Climate Feedback wields enormous influence through its role as an official ‘independent’ fact checker on the Facebook social media platform. This means that any article it deems ‘false information’ has its audience restricted, and any organisations sharing that article can also be penalised in a similar way.
 
* Climate Feedback claims that GWPF is a political advocacy organisation. This is untrue. GWPF is an educational charity and is non-partisan.
 
* Climate Feedback claims that Goklany’s study is a ‘blog post.’ This is untrue. It is a report which runs to 40 pages and includes more than 100 references to the scientific literature.

* Climate Feedback failed to provide a link to the GWPF report. It meant that readers were unable to verify the claims made for themselves. This was unprofessional and a serious breach of its own code of principles.
  
* Climate Feedback says it is “misleading to call the GWPF post…a ‘study’, as it does not include any original research nor was it peer-reviewed or published by a reputable scientific organization”. The suggestion that ‘studies’ can only include original research would rule out thousands of review papers and indeed the IPCC assessment reports themselves.
 
* Climate Feedback claim that the report was not peer reviewed. This is untrue. All GWPF reports are peer-reviewed by members of our Academic Advisory Council and external experts. Our invitation to the UK Met Office to review the draft of Goklany’s report was declined.
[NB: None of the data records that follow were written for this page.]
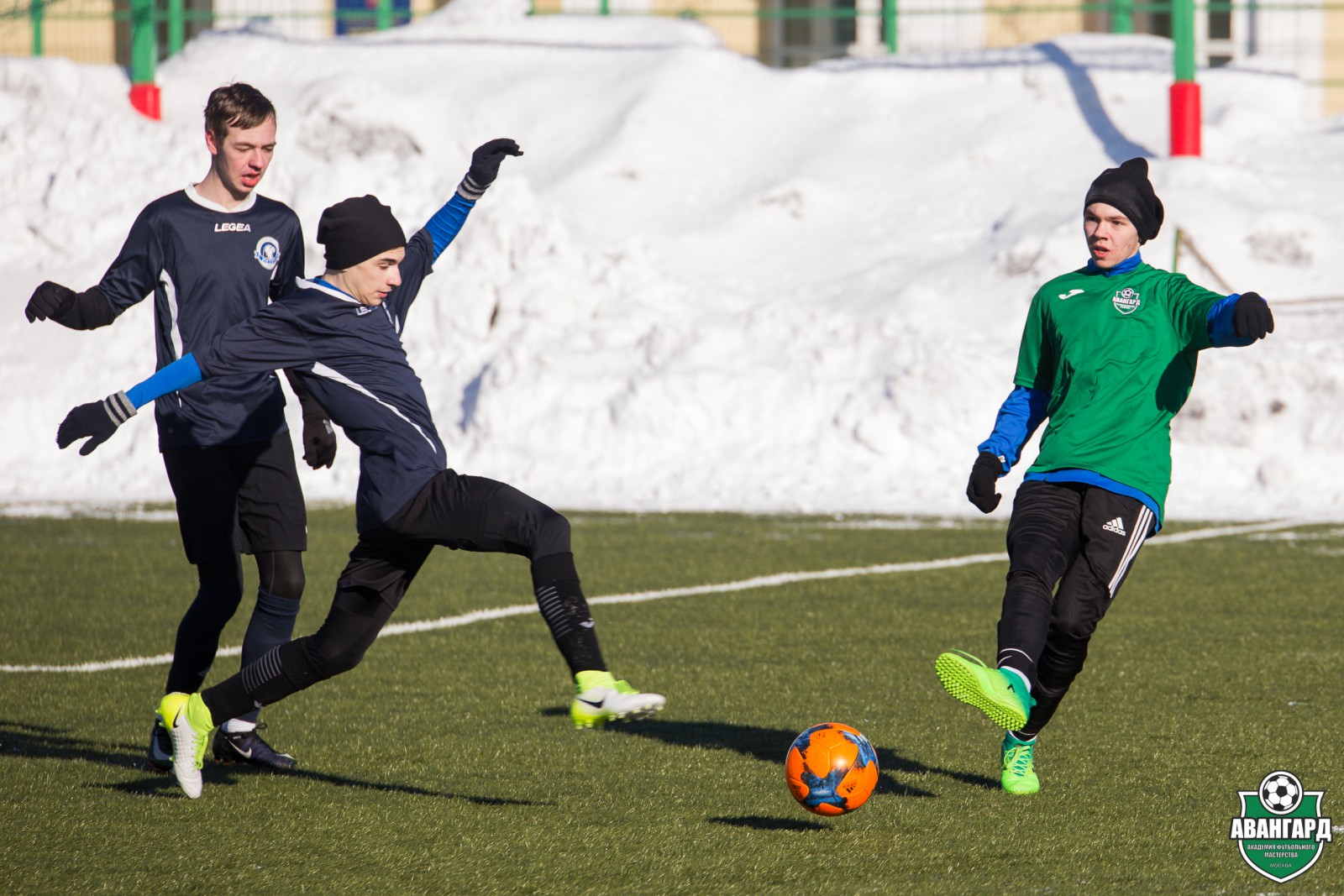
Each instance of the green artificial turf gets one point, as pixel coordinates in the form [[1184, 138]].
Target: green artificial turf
[[447, 762]]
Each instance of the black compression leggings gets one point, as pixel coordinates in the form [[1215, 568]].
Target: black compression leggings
[[281, 573]]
* Professor Emanuel Kerry, Professor of Atmospheric Science at MIT, claims that since the early 1970s there has been a 380% increase in global weather-related damage normalized each year by world domestic product. He seems to have misinterpreted an increase in reporting as an increase in damage in proportion to global GDP. In fact, there is a strong scientific consensus that since 1990 weather and climate-related losses have decreased as proportion of global GDP.
 
* Professor Jennifer Francis asked for a citation of a paper that showed that land area in coastal areas has been increasing. If she had taken the trouble to look at Goklany’s report, she would have found it.
 
* Ana Bastos, scientific researcher at Ludwig-Maximilians University of Munich, argues that it is misleading to say fewer people are dying from heat and climate-sensitive diseases like malaria and diarrhoea — not because these facts aren’t actually true, but because these trends ‘have multiple confounding factors (e.g. technological, health and economical development) so that these changes cannot be directly linked to CO2.’ This is, however, exactly the point Goklany is making, i.e. economic and technological development means that risks from climate impacts are reduced.
 
* Ryan Sriver, Assistant Professor at the University of Illinois, claims it was misleading to refer to the observed global expansion of beachy areas, because this was ‘mainly due to human intervention and coastal management, not climate change.’ But Goklany never claimed that climate change was causing these changes. In fact, these arguments only serve to vindicate his core thesis that climate impacts have been moderated by human interventions and development.
 
We have asked Climate Feedback to publish this rebuttal in order to set the record straight.